Namun, masih belum jelas apakah tawaran tersebut akan berhasil.
Erdogan telah berjanji untuk mengakhiri protes yang telah berlangsung selama dua minggu tersebut, namun juga mendesak para pendukungnya untuk melakukan unjuk rasa di Ankara dan Istanbul pada akhir pekan ini. Protes-protes tersebut dapat menimbulkan ketegangan antara basis Islam konservatif dan masyarakat yang menduduki taman nasional yang sebagian besar – namun tidak semuanya – liberal dan sekuler.
Ketika malam tiba pada hari Jumat, suasana meriah memenuhi taman, dan ribuan orang berkumpul. Banyak yang menyanyikan lagu atau memotret barikade darurat yang didirikan oleh pengunjuk rasa.
Kelompok Solidaritas Taksim, yang dua anggotanya menghadiri pertemuan dengan Erdogan, menjadi kelompok paling menonjol dalam pendudukan yang dimulai bulan lalu. Namun hal tersebut tidak berlaku untuk ratusan orang yang berkemah di taman tersebut, banyak di antaranya mengaku tidak berafiliasi dengan kelompok mana pun.
Bilge Seckin, salah satu anggota kelompok payung tersebut, mengatakan pembicaraan di taman mengenai inisiatif Erdogan terus berlanjut, namun dia merasa “perasaan umum adalah bahwa permintaan masyarakat tidak ditanggapi” selama pembicaraan dengan perdana menteri.
“Misalnya terkait kekerasan polisi, ada permintaan agar pejabat senior diberhentikan dari tugasnya,” katanya merujuk pada tuntutan para pengunjuk rasa. “Mereka (pihak berwenang) mengatakan petugas polisi sedang diselidiki – dan hal ini sangat tidak memuaskan.”
Tidak jelas kapan, atau apakah, kelompok protes akan mengeluarkan tanggapan resmi terhadap inisiatif Erdogan.
Banyak pengunjuk rasa masih terkejut melihat bagaimana protes damai terkadang terjadi ketika polisi antihuru-hara bentrok dengan kelompok pemuda yang melemparkan batu dan bom api. Pemandangan seperti itu mendorong Parlemen Eropa mengutuk tindakan keras polisi Turki.
Penggerebekan polisi pada tanggal 31 Mei untuk membersihkan taman memicu protes yang berubah menjadi protes yang lebih luas terhadap apa yang dilihat banyak orang sebagai gaya pemerintahan perdana menteri yang semakin otoriter.
Penentang Erdogan semakin curiga terhadap apa yang mereka sebut sebagai erosi bertahap terhadap kebebasan dan nilai-nilai sekuler Turki di bawah pemerintahan partainya yang berakar pada Islam. Pemerintah mengadopsi namun mengabaikan pembatasan baru terhadap alkohol dan rencana untuk membatasi akses perempuan terhadap aborsi.
Namun, mobilisasi pengadilan dan referendum dapat melindungi perdana menteri dari tuduhan respons otoriter.
“Sampai pengadilan memberikan keputusan akhir, tidak ada tindakan yang akan diambil terkait Gezi Park,” kata Huseyin Celik, juru bicara Partai Keadilan dan Pembangunan Erdogan, setelah pertemuan tersebut. “Bahkan jika pengadilan… mendukung keputusan pemerintah kami, pemerintah kami akan mengadakan referendum untuk melihat apa yang dipikirkan rakyat kami, apa yang mereka inginkan dan tidak inginkan.”

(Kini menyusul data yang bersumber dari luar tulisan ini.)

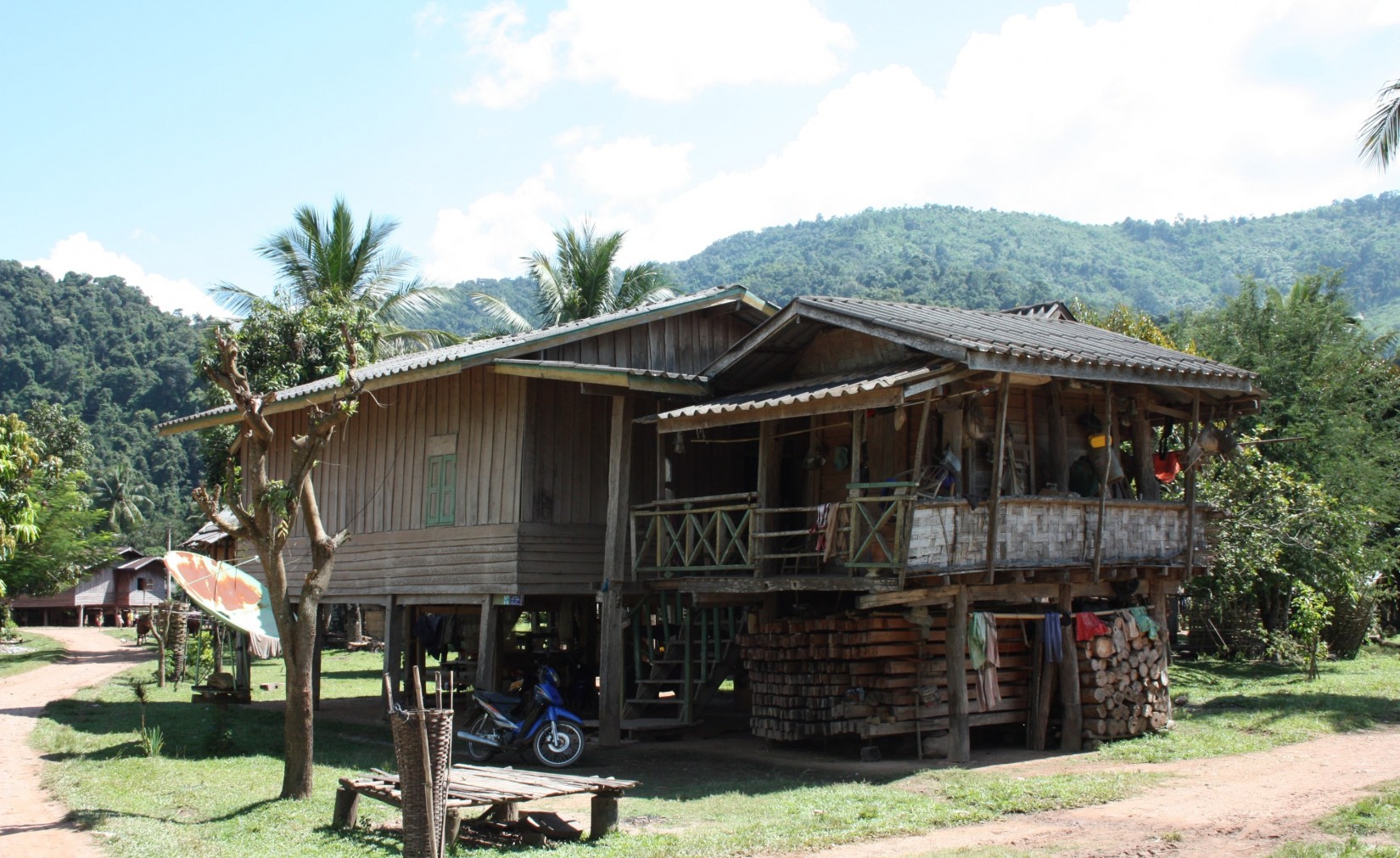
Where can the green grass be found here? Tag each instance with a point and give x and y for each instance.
(40, 651)
(1242, 707)
(1374, 816)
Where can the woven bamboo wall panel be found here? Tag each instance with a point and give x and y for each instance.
(1050, 532)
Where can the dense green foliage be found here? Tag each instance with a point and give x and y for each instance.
(992, 259)
(1315, 513)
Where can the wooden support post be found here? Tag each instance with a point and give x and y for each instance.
(1072, 735)
(768, 496)
(348, 808)
(612, 661)
(1190, 487)
(1059, 439)
(603, 817)
(960, 741)
(488, 646)
(1104, 479)
(1000, 455)
(1148, 489)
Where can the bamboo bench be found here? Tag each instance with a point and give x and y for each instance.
(497, 790)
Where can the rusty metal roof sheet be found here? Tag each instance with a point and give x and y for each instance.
(479, 351)
(983, 340)
(824, 387)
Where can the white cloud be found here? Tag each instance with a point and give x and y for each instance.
(633, 168)
(490, 237)
(654, 49)
(80, 254)
(1154, 115)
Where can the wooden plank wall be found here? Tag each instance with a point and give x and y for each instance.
(682, 343)
(372, 478)
(564, 455)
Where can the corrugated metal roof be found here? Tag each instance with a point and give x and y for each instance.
(808, 390)
(479, 351)
(983, 340)
(1025, 336)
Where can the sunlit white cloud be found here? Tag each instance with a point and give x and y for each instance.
(654, 49)
(633, 168)
(489, 238)
(1089, 122)
(83, 255)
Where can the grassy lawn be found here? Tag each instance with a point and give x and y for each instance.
(210, 791)
(1242, 707)
(34, 651)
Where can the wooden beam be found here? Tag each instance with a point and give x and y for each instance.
(1143, 446)
(994, 506)
(1104, 479)
(1059, 439)
(960, 739)
(1072, 735)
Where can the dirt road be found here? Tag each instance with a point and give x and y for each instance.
(1244, 805)
(31, 825)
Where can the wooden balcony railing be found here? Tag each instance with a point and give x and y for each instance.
(732, 535)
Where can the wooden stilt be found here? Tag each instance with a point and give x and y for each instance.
(612, 664)
(1000, 455)
(1072, 735)
(960, 741)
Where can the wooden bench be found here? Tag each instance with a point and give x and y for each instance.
(497, 790)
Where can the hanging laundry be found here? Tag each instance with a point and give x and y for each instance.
(1088, 626)
(1130, 625)
(1144, 622)
(1051, 638)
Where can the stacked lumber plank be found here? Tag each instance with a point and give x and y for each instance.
(1123, 682)
(867, 675)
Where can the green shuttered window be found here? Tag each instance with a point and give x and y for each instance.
(440, 502)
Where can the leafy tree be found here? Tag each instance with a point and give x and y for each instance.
(580, 282)
(1380, 133)
(120, 493)
(328, 263)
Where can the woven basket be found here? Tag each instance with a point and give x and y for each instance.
(419, 840)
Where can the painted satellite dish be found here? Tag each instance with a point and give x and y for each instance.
(232, 595)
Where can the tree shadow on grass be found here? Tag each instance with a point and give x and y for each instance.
(199, 731)
(97, 817)
(1341, 711)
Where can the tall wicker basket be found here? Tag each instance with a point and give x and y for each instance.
(419, 838)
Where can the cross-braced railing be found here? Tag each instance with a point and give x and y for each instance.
(695, 535)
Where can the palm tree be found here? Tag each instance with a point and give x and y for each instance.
(325, 262)
(120, 491)
(579, 283)
(1380, 133)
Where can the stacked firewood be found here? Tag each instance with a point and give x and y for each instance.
(827, 676)
(1123, 682)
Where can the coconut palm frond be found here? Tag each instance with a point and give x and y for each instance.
(503, 317)
(1380, 133)
(644, 283)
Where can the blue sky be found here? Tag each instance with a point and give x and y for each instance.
(161, 142)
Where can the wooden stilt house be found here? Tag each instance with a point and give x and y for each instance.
(479, 480)
(872, 476)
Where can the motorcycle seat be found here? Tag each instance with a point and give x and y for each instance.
(497, 698)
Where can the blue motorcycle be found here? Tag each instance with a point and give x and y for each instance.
(555, 734)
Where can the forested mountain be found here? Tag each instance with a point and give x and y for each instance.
(99, 349)
(993, 259)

Tayfun Kahraman, salah satu anggota Solidaritas Taksim yang menghadiri pertemuan tersebut, mengatakan dia yakin Erdogan menawarkan “kata-kata positif” dan rekan-rekan aktivis akan mempertimbangkannya dengan “cara positif”. Namun dia mengatakan mereka yang berada di Taman Gezi akan “melakukan penilaian sendiri.”

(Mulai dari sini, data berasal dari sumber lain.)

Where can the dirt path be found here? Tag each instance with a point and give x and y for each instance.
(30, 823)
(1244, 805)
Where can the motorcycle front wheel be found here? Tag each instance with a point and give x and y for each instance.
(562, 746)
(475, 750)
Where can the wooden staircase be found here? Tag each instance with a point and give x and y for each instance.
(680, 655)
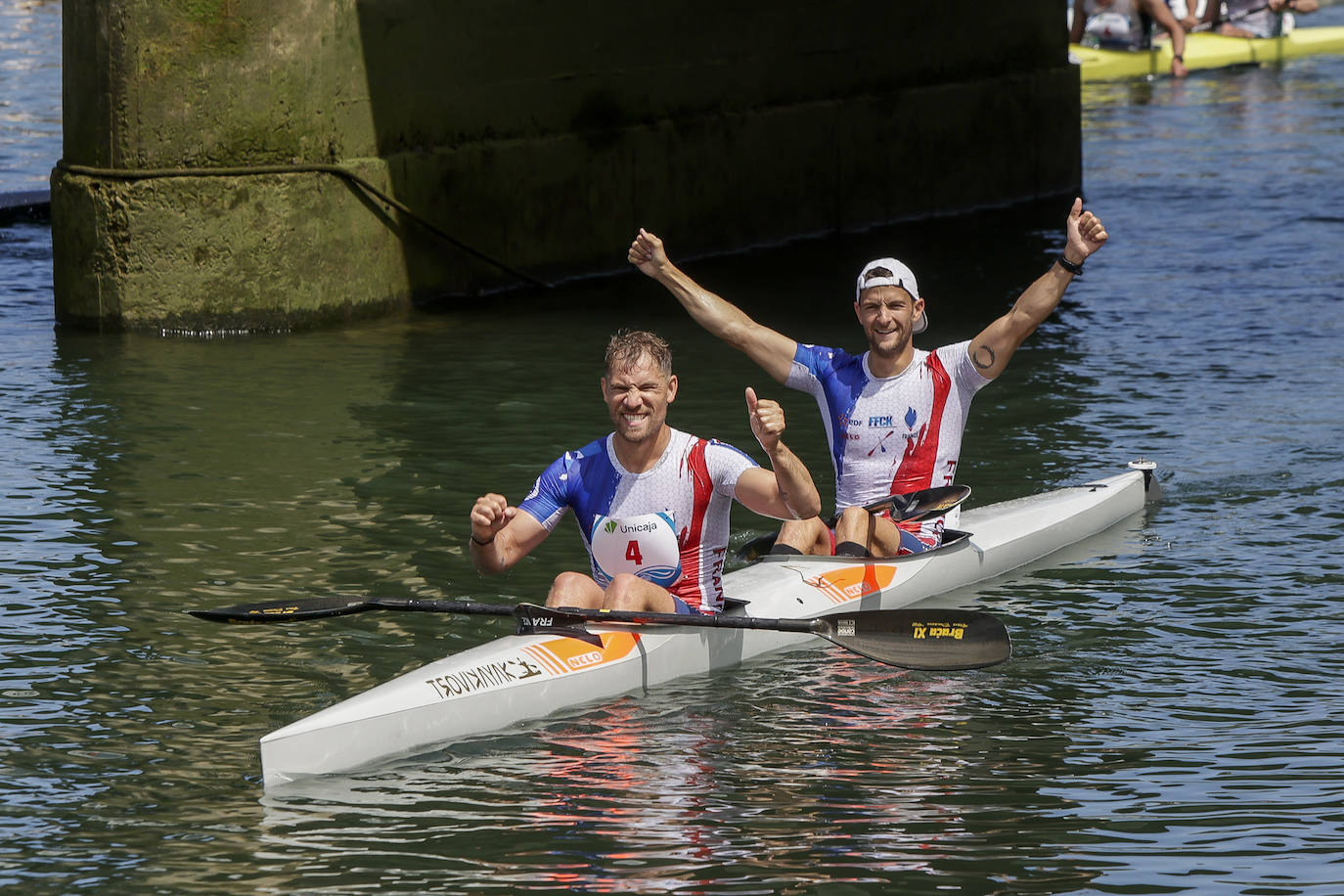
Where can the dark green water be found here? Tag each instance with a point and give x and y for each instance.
(1170, 723)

“Kami adalah Gezi Park dan kami yang memutuskan. Tak seorang pun mempunyai kemewahan untuk mengambil keputusan atas nama kami,” katanya.

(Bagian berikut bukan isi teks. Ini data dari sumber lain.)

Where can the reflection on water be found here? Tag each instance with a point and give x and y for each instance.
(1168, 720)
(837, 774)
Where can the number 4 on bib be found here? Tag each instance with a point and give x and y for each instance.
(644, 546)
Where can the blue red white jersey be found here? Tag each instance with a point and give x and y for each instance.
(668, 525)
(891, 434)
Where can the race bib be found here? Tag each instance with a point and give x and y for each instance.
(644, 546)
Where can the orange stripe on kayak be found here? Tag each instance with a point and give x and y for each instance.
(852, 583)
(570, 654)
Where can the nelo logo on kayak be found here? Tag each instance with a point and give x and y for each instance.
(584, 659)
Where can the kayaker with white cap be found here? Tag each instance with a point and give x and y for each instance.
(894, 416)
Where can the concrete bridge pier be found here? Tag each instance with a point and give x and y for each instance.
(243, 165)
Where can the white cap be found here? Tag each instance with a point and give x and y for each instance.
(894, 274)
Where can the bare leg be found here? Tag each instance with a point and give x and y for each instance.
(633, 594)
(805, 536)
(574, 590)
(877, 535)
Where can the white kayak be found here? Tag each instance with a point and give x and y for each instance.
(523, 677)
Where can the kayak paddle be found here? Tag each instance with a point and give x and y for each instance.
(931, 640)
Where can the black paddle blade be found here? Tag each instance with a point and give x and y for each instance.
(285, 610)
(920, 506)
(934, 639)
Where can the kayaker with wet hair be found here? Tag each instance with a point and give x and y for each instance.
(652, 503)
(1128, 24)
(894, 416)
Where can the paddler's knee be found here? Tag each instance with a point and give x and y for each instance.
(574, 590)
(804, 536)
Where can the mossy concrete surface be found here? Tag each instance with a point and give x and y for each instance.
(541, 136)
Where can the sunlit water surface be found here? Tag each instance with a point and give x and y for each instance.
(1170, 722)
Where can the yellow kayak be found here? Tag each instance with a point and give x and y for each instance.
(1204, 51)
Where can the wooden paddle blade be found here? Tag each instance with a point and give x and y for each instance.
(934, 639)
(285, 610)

Kecurigaan terhadap taktik dan motif Erdogan masih meluas.
“Perdana Menteri memanggil orang-orang yang dia inginkan untuk menghadiri pertemuan tersebut dan mengatakan beberapa hal,” kata pengunjuk rasa, Murat Tan. “Kami tidak terlalu peduli dengan mereka. Hari ini kami menyelamatkan pepohonan di sini, tapi tujuan utama kami adalah menyelamatkan masyarakat.”
Para analis mengatakan protes tersebut tidak menimbulkan ancaman terhadap masa jabatan Erdogan, namun mengancam warisannya. Ada yang mengatakan Erdogan ingin meninggalkan jejak dalam sejarah yang mirip dengan Mustafa Kemal Ataturk, bapak pendiri Turki modern.
Erdogan sendiri duduk di depan potret Ataturk saat pembicaraan semalam di kediamannya di Ankara.